Yaşar Amca ve Can Amca akran, aynı kuşaktandılar. Kitaplarıyla buluşmamıza vesile olan dünya görüşleri onları 1960’lı yıllarda Türkiye İşçi Partisi çatısı altında buluşturmuştu. 12 Mart’ta Can Amca içerideydi, Yaşar Kemal ise içeridekileri kurtarmakla ilgili kampanyaların başında. 1974’te, Can Amca içeriden çıktıktan sonra Türkiye Yazarlar Sendika’sında birlikte çalıştılar. Daha sonrası siyaseten puslu, bilgim dahilinde değil. Düşünüyorum da edebi kimlikleri ile ilgili kanaatim de İnce Memed’i ve Can Amca’nın bir kaç kitabını saymazsak eğer esasen puslu sayılırdı hapishaneye girene kadar. Sanırım, bu iki büyük şair ve yazarın ayrı bir gelenekte temsil edilen siyasi kişilikleri nedeniyle biraz mesafeli durmuştuk yapıtlarına. Ya da bu yorum belki tüm bir kuşağa haksızlık, iç savaş koşullarının gündelik mücadele dayatması karşısında belki zamanımız olmadı geniş kapsamlı okumaya. Hangisinin daha baskın olduğundan emin değilim ama şurası kesin, attığı her adımda tarihin akışını değiştirdiğine inanan genç devrimciler olarak bizim kuşağın önemli kesimi onların kitaplarıyla öyle ya da böyle esasen 12 Eylül zindanlarında tanıştı.

Yaşar Kemal

Uzun açlık grevlerinden birinin ertesindeydi. Kitap yasakları nedeniyle bilcümle sakallıdan mahrum bırakılmıştık. Marx, Engels, Lenin, Stalin, Mao, Che hapishane yüzü görmüyordu! İçeriye “klasik” kitaplar alınmıyordu. İyi ki de alınmıyordu! Ve biz işte Yaşar Kemal’le esas olarak bu yasaklar sayesinde derinlemesine tanışmış olduk. Cezaevi direnişlerimiz sırasında dışarıda gösterdikleri  tavırlarının da etkisiyle Yaşar Kemal, bizim “Yaşar Amca”mız oldu. Demirciler Çarşısı Cinayeti, Yusufçuk Yusuf, Kuşlar da Gitti, Deniz Küstü. Görülmemiş bir mavide, mucizevi kırmızılarda açan çiçekleriyle Yaşar Kemal kitapları hayal hanemizin ufkunu öylesine genişletiyordu ki en yakınımdaki bazı yazı heveskârlarının Yaşar Kemal sözlükçesi olarak özel defterler tuttuğunu bugün sıcak bir hüzünle anımsıyorum.

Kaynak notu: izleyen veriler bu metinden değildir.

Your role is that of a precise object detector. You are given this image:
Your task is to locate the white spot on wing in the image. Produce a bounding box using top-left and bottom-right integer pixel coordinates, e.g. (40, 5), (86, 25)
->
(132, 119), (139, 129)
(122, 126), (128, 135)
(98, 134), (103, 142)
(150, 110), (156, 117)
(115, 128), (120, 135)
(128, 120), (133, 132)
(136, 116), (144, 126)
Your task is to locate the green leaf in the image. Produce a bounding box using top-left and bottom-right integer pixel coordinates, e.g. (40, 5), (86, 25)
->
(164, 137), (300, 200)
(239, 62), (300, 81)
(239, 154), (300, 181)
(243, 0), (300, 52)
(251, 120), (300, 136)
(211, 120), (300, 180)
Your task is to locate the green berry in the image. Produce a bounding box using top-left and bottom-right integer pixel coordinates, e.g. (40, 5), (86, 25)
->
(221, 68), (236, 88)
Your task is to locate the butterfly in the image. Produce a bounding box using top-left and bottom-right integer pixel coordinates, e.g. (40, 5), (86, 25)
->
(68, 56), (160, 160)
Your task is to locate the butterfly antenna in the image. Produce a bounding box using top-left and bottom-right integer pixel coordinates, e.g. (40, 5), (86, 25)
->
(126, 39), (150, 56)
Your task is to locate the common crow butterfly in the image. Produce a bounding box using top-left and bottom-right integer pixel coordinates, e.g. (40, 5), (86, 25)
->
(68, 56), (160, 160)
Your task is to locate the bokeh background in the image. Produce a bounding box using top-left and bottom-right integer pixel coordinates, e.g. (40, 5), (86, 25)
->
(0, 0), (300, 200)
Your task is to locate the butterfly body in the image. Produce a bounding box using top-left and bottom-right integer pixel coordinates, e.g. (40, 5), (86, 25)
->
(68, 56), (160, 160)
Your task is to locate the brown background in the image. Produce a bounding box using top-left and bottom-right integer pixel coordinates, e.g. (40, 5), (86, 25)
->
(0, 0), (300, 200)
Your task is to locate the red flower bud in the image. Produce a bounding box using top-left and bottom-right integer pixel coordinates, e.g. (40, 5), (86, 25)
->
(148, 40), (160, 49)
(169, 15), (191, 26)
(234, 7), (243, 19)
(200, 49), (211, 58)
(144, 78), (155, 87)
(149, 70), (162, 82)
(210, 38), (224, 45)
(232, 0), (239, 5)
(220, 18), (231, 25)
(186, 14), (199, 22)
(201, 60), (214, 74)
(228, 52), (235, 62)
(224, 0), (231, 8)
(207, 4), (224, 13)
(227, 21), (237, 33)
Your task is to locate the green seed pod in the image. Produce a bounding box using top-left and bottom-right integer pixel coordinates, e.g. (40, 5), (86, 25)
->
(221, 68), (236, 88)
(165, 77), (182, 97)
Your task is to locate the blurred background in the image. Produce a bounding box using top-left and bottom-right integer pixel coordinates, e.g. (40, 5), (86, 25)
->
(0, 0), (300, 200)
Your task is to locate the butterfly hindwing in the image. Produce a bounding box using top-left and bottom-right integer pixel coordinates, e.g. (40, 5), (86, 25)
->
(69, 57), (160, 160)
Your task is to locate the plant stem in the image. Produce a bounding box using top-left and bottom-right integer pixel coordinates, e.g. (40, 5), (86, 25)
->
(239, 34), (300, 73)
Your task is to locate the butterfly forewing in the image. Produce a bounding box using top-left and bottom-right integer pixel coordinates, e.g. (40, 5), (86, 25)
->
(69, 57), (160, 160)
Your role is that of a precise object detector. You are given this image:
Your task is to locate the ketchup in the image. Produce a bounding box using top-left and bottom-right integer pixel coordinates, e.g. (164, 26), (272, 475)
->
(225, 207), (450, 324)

Madem dersimiz halk dili, çekincesiz söyleyelim:

Yaşar Amca, zindan karanlıklarında bize direnme gücü veren şamanlardan biriydi! Kuşkusuz, büyük bir dengbejdi!

Mahpusluğumuzun üçüncü yılıydı. Sonuç mahkemesine sunmak için hazırladığımız siyasi savunmamıza etkileyici, güçlü bir girişle başlamak istiyorduk. Öyle bir cümle olmalıydı ki bulacağımız, siyasal şiarımızın en azından bir imgesini dinleyenin, okuyanın zihnine mıh gibi çakmalıydı. İlk destek Yunus Emre’den geldi. “Geçti beyler mürüvveti,” diyordu yoksul Yunus, “içtikleri kan oluptur!” İkinci desteği ise, Yaşar Kemal’in denemelerinin yer aldığı Ağacın Çürüğü kitabında bulduk. Kadim bir Anadolu deyişine yer vermişti yazısının girişinde: “İnsanların türkülerini yapanlar, yasalarını yapanlardan daha güçlüdür!”

Müthiş yalın, güçlü bir ifadeydi. Aradığımızı bulmuştuk. Tarihi savunmamıza artık gönül rahatlığı ile başlayabilirdik.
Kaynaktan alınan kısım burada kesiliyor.